[quote=Chris Scoreboard Johnston]I should have proofread what I typed before posting it but that is really semantics. They are both vehicles for trading the same thing so it is irrelevant. What you clearly are misinformed on is the practical side of this.
As a professional trader who routinely trades these vehicles side by side I could easily prove through hundreds of actual trades made the relative lack of liquidity and poor fills in the SPY vs the futures. The minimum tick value might be one thing but where the fills actually occur is quite another. I can easily move a 50 lot in the futures without moving the spread at all but no way could you ever trade an equivalent position in the Spiders with the same effect. There was a year where I traded the same trades exactly entered at the market with these two different vehicles at the same time, and there was an over 20% difference in the gain at the end of the year, case closed. Trust me from someone who has done this for 25 years, SPY’s are much less liquid than the futures, especially now in this environment.
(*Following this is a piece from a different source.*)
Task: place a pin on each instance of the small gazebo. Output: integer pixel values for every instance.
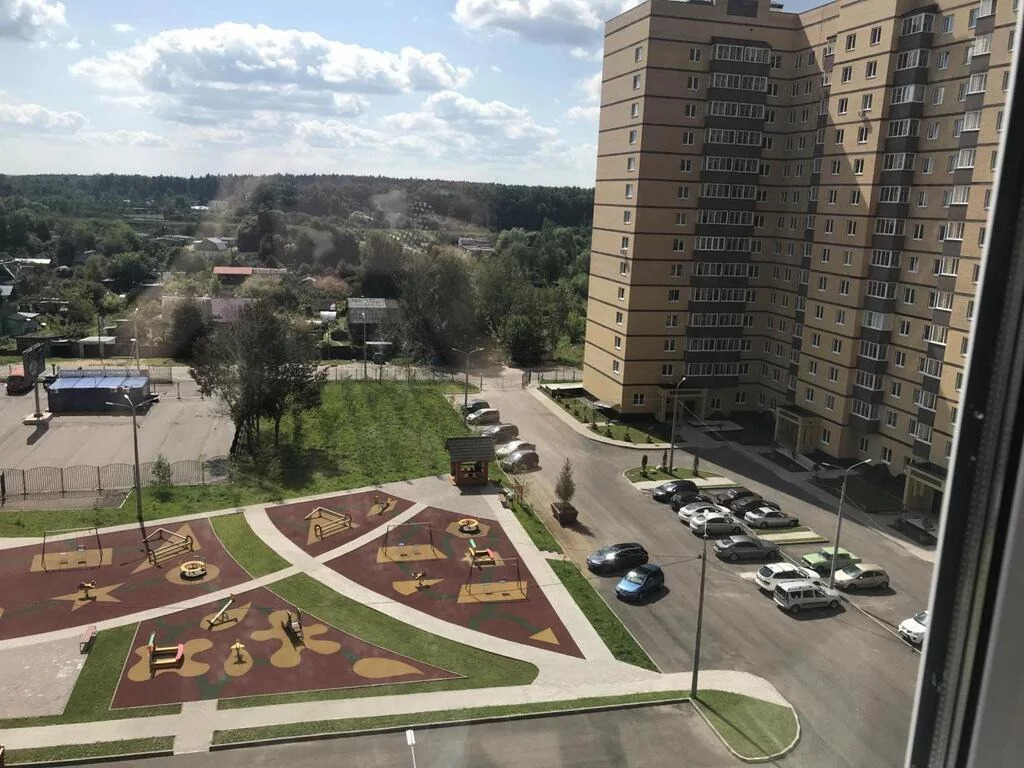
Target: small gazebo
(471, 458)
Options are the most illiquid choice available, and also have the time value decay problem, but I suppose better than doing nothing at all.[/quote]
You state above that you “routinely trade these vehicles side by side”, but your original post states you don’t trade SPY’s due to liquidity and are unsure of their restrictions. So which is it?
As to being misinformed on the practical side; trading 50 SP lots clearly puts you into an instituitional category (or highly leveraged). Moving the equivalent 100k+ shares (> $10 million) of SPY’s at the market, using the public bid/ask, would definitely affect the execution price and spread, but lets be realistic, moving blocks that large would be done off-exchange on non-quoted block platforms. For the vast majority of individual investors, to which this thread refers to, liquidity in the SPY’s isn’t an issue, in fact you should be able to move at least $200k worth of SPY’s without slippage, more at the open & close.
Another practical matter is the new T+3 short-selling rule. You state that as the reason to only use index futures, yet that rule only applies to naked short selling, which won’t affect individual (or instituitional) investors who have their broker confirm a borrow before shorting.